TS: The bigger teams do change their teams a bit but this is to be expected when they are playing opposition from lower leagues and it makes more sense to rest players against Bradford than against City or PSG. The rotation is more of a necessary part of the game rather than disrespect to the competition, and I doubt managers themselves really want to rotate their teams for FA Cup games. Also I think that managers still field teams that they think are strong enough to win the games and with players like Oscar, Cech, Cahill and Azpilicueta starting I don’t think Mourinho was taking the game lightly. Honestly I don’t really know why the views for FA Cup games have reduced, but I think regardless it still holds a great importance in the modern game. Scholes recently said that during his playing years the FA Cup final was the biggest day in English football. Furthermore, Arsenal coming back from 2-0 down to beat Hull and win their (our) 1st trophy in 9 years was a huge deal and showed that the magic never left.

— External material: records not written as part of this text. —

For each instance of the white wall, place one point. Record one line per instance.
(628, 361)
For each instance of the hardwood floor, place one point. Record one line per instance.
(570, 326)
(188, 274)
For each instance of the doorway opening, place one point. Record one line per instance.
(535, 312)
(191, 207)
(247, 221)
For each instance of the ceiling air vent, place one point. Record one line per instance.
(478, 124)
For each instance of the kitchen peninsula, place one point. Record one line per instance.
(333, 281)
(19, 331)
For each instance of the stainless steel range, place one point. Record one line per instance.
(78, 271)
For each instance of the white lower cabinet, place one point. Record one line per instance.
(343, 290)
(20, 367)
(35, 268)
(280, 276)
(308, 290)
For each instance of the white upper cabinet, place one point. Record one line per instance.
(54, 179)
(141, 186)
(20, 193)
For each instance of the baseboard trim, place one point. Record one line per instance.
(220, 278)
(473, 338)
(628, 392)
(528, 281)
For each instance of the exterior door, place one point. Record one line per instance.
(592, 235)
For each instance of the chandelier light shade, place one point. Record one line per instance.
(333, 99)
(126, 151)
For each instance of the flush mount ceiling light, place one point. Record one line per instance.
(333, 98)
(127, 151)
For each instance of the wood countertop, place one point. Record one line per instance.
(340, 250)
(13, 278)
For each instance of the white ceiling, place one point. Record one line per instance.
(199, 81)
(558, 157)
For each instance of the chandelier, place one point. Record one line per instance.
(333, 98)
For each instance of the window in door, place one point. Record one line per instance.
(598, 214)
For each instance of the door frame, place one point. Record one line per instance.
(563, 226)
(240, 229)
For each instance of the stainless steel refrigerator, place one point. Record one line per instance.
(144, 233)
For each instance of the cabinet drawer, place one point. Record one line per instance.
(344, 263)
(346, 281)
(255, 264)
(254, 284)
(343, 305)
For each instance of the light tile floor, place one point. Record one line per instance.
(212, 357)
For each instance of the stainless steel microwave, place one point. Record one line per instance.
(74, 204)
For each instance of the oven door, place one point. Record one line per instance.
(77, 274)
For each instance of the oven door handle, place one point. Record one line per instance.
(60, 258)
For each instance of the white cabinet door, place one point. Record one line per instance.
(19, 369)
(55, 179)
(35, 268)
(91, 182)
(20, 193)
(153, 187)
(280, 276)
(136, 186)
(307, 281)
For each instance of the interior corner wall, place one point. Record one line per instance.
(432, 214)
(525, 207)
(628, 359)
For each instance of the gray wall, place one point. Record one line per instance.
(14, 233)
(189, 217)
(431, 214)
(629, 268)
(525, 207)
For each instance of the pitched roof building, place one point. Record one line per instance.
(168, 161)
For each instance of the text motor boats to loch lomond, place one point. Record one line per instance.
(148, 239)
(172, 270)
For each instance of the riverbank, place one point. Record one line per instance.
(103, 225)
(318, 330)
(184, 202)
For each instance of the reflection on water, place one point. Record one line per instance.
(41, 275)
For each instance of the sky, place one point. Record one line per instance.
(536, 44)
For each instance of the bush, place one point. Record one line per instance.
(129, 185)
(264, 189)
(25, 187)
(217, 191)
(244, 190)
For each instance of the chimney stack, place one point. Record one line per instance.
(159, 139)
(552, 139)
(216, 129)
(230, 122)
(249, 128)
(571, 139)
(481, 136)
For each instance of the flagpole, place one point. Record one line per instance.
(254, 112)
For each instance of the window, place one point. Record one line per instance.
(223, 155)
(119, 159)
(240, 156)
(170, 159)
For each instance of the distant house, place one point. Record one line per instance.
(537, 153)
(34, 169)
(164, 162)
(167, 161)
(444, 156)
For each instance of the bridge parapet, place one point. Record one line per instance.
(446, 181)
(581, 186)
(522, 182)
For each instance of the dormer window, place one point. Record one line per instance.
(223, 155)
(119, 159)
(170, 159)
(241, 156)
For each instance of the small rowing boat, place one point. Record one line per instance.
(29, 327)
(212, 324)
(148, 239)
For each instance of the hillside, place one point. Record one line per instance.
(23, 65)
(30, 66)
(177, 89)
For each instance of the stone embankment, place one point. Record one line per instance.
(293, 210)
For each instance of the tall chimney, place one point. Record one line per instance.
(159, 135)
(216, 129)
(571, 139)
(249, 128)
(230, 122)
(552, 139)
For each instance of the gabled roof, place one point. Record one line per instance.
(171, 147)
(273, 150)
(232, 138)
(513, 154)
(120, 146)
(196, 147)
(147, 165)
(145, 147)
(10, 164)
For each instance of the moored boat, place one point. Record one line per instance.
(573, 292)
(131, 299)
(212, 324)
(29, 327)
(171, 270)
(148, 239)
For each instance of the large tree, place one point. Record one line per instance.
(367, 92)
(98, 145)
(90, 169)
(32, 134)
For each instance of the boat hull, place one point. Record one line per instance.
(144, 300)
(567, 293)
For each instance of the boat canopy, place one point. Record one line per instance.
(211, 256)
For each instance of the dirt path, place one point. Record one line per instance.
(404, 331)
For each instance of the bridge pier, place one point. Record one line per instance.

GG: I understand that changes are expected to be made but I feel sometimes there is a lack of commitment to the competition, if disrespect is maybe a step too far. Yes, teams of the likes of Bradford and Middlesbrough don’t pose the threat of Champions League giants, but history tells us they should be taken seriously. Maybe these results we are seeing this year will bring teams to such a realisation. Scholes may have said that but the heyday of his playing career was the late 90s and the early part of the new century, when the FA Cup was certainly considered in higher regard than it is now. Remember the 2013 final between Wigan and Manchester City? There was absolutely no fanfare at all. I for one hope that teams start to respect this storied competition once again, and hopefully this will be the regenerative year for the FA Cup.

TS: It would be good to see teams field their strongest lineup in all FA cup games but truthfully I think this would make the competition more boring. If Chelsea had started Hazard, Costa, Terry and Fabregas they probably would’ve had a higher chance of winning, and if they won it would’ve been another expected, boring result swept under the rug. Hence the rotation actually spices up the tournament as we see ‘underdogs’ like Middlesborough and Bradford beating huge teams. The 2013 final wasn’t a particularly great game, but again the fact that Wigan (who got relegated in the same season) won against reigning league champions City shows how unpredictable and crazy the cup is. Unlike in the Prem and the Champions League we may not see the strongest starting XI’s every game, but this makes the competition more interesting. At the same time I feel that all teams involved genuinely want to win it and this duality creates a unique and unpredictable competition which has never, and will never lose its magic.